I went on a date last night. It was someone I met for the first time and he seems like a real genuine person. He was sweet, sincere and pretty open about his life. He was so open about his life that at some point, it became rather difficult for me to not be open about my life. We had met through a dating site and he didn’t know anything about me. It was hard watching the confusion on his face and answering the questions which followed.
“Is there a cure?” No, there is no known cure.
“Are you on medication? Not at this time, but I will take medication if I need it.
“Are you better now?” I am healthy now, but also vulnerable.
“Can you get sick again?” Maybe, but I am willing to do whatever it takes to stay mentally healthy.
He didn’t ask if I was dangerous. He didn’t have to. His fear was written all over his face, fear of exploring a relationship with the kind of individual depicted in the images below.

I couldn’t write about this yesterday.
To experience such blatant public bias toward persons living with mental health conditions, to witness such fear-based tactics, was rather disturbing.
I’m trying to write about it today, knowing that there is a direct correlation to these kind of messages and my dating life. I’m trying to write from a systemic perspective, but I confess that it is difficult.
I cringed when I read this billboard because it negatively shapes public opinion about people like me, people who live with health conditions which we did not choose. This billboard, and the flyer below, falsely convey that persons living with mental health conditions are dangerous. It serves an evil purpose by perpetuating the lie that some citizens automatically deserve to not have the same civil rights or housing options as others. No wonder so many people choose to remain silent about their mental health challenges. After all, who wants to be know as the “crazy” person who shouldn’t have access to a gun? Who wants to date that “mentally ill” chick?

This flyer was circulated in public parks in Lakeview, Illinois. A significant distinction between the billboard and the flyer is that the billboard was posted by the Kenneth Cole Foundation who is responsible for their postings while the flyers were apparently circulated by an anonymous source.

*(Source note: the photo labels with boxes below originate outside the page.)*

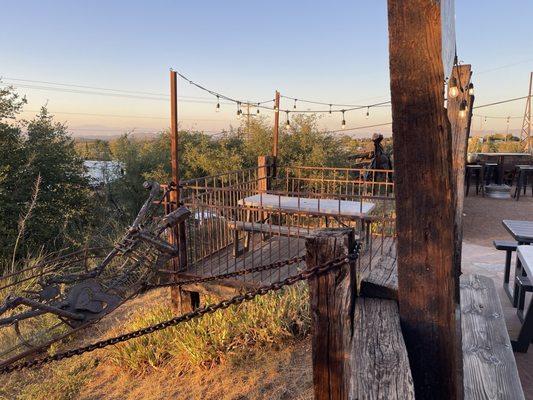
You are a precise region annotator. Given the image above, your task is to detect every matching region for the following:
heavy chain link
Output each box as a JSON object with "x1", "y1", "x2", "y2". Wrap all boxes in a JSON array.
[
  {"x1": 154, "y1": 256, "x2": 305, "y2": 288},
  {"x1": 0, "y1": 244, "x2": 360, "y2": 375}
]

Despite their public opposition to Rosecrance’s Recovery Center in their neighborhood, The Lakeview Action Committee was quick to distance themselves from the pink flyers, which remind me of pink notices and pink triangles and forsaking all regard for fellow human beings.
“These signs were not created, posted or endorsed by Lakeview Action Committee.” -Lakeview Action Committee’s Facebook Page
“This ad not meant to further stigmatize those suffering from mental illness community in need & already under-served.” -Mr. Kenneth Cole’s Twitter Feed
The point is, “we didn’t do it” and “we didn’t mean to do it” fail to take any responsibility for cultivating healthy communities. The issue is not whether the Lakeview Action Committee posted the flyers. Instead, what is this committee doing to cultivate health and wellness for ALL citizens, including citizens needing mental health and addiction recovery support? Similarly, the issue is not whether the Kenneth Cole Foundation meant to hurt anyone. This billboard is prejudicial and, even if unintentional, it is profoundly hurtful. At the very least, the billboard should come down. If the Kenneth Cole Foundation is serious about advancing collective healthcare and civil liberties, this is easily demonstrated by removing the billboard. If they want to use their artistic activism to make amends for the damage being inflicted, they will be quick to replace it with a lime green billboard that promotes an inclusive message of hope and mental wellness. They can post a separate billboard about gun control.
Kenneth Cole describes himself as a frustrated activist on his twitter account. I confess, I am also frustrated. In fact, I am beyond frustrated. What bothers me more than the billboard going up is that it hasn’t yet come down. It segregates persons who have good health from persons with poor health. It discourages people from disclosing mental health challenges and seeking support. It literally puts lives at risk.
Plus, it doesn’t do anything for my dating life.